In this article, I will show how easy it is to obtain these materials without spending crazy amounts of money and also obtain infinite tonal gradations, adaptable to every model. In the modelling world, the need to create dust effects, mud and earth is an important aspect that contributes to give the model that ‘used’ patina that all military vehicles end up having during their use.
To recreate these effects, there are various methods, ranging from oil colours to chalks to fine pigments.
Here, with the use of fine colour powder [at the cost of just a few Euros], we will attain very satisfactory effects, comparable to the much more costly specialised materials used for static modelling.
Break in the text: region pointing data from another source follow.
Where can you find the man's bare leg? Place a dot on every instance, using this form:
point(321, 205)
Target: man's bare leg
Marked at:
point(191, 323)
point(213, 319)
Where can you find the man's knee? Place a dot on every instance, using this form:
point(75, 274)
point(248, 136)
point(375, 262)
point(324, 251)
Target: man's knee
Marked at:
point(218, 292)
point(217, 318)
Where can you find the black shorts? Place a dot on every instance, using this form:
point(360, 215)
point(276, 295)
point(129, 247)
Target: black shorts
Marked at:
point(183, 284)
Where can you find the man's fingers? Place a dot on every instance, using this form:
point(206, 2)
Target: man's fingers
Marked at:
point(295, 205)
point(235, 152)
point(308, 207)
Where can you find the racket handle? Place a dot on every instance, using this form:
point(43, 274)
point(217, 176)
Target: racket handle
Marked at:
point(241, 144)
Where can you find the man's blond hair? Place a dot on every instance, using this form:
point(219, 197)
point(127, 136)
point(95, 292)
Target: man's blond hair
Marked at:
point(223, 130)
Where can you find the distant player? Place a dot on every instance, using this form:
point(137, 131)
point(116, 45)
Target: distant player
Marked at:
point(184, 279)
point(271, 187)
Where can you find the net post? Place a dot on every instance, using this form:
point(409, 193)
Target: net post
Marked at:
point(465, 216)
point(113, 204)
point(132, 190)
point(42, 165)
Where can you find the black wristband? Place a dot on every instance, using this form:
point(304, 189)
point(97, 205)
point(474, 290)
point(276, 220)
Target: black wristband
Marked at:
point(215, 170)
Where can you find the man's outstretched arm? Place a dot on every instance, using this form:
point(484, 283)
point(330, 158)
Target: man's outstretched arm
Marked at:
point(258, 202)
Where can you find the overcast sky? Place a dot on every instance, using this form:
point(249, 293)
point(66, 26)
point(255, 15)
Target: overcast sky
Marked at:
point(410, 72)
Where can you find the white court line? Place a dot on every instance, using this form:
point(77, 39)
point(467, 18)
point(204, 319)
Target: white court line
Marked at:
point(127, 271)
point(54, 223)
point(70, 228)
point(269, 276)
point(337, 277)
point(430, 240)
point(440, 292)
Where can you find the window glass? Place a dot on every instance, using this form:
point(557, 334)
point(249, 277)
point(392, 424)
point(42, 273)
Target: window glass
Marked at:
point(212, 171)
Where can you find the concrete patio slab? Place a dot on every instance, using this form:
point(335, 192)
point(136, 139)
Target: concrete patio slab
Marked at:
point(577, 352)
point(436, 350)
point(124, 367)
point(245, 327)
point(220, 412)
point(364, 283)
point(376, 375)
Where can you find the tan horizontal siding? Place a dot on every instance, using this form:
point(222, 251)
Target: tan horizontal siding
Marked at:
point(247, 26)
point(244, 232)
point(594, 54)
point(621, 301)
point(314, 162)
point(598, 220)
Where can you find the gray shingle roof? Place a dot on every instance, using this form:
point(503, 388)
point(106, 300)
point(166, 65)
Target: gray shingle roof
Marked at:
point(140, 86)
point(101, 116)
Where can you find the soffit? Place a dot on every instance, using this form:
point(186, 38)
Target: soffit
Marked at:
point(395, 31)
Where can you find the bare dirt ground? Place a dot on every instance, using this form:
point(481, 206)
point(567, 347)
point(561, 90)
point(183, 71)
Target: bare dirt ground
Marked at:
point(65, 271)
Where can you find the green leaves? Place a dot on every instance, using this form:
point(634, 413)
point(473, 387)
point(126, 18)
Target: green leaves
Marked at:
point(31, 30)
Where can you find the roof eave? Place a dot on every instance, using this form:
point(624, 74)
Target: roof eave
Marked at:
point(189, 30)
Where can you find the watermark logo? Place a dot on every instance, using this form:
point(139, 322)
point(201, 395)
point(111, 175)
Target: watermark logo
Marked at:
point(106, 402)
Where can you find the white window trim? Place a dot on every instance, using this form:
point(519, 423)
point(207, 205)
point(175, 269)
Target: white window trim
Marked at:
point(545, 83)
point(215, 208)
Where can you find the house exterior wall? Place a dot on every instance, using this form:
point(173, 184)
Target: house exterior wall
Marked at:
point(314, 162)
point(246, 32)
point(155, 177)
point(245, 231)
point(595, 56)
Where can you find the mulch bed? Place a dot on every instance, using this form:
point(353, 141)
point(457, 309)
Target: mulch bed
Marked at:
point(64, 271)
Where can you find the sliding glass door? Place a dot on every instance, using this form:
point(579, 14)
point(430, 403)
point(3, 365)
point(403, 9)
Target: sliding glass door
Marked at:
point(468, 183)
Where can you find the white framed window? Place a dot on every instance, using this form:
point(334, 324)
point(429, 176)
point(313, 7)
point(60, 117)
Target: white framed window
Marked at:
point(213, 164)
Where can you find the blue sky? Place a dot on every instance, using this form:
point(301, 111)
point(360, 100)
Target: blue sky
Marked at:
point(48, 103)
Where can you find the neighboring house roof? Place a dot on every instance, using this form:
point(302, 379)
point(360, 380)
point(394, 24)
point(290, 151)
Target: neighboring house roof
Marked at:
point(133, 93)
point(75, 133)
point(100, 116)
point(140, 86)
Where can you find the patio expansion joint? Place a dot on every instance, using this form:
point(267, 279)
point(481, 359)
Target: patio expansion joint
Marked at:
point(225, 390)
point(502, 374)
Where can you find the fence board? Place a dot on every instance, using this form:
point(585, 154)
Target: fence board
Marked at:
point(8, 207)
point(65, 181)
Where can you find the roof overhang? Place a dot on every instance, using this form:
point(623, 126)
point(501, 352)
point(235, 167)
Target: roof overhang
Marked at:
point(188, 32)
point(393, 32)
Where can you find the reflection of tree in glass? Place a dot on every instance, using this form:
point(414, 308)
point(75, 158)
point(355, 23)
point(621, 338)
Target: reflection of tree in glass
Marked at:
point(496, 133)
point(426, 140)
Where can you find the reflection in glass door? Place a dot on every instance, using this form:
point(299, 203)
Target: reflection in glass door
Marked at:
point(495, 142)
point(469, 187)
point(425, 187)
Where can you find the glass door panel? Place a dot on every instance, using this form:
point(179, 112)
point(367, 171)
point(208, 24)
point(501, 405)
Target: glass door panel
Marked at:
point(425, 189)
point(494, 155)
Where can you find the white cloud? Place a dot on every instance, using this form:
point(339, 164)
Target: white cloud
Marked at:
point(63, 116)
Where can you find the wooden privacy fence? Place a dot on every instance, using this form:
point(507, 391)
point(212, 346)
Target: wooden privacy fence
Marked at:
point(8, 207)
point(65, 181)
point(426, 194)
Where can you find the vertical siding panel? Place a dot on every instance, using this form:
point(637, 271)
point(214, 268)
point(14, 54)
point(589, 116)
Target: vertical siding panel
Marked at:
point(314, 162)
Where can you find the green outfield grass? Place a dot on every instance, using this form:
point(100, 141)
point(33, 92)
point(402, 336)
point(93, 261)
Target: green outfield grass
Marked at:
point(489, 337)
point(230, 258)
The materials we will be using are chemical substances [oxides of various substances including magnesium, titanium, zinc and earth minerals] which, although inert, should always be handled with care, since they are in the form of a very fine dust that spreads very easily and can be ingested or inhaled. It is highly recommended to store and/or handle them away from children and other persons who would be unaware of their peril. The use of a dust mask is highly recommended during the work described here. We shall never tire declaring that modelling is a healthy past-time ….if practiced safely.
• Colour powder [found in paint stores and fine art shops] Dark Brown, Red Ochre, Titanium White and Yellow Ochre
• A few glass or plastic jars
• A sifting net or a fine mesh sieve
Put into a jar and mix the various colours paying attention to the amount of Dark Brown [use a little] and Red ochre [use very little]. There is no need sift the powders for the time being. Close the jar and shake very well.
We thus get a compound that already mixed but still a bit rough.
Now we place the net or sieve on top of a clean, empty jar
And after pouring some of the mix, we start to spread it with the teaspoon
We thus attain our combined and filtered pigment.
By varying the amounts of component colours we can achieve an infinite range of pigment tones. Here are some examples.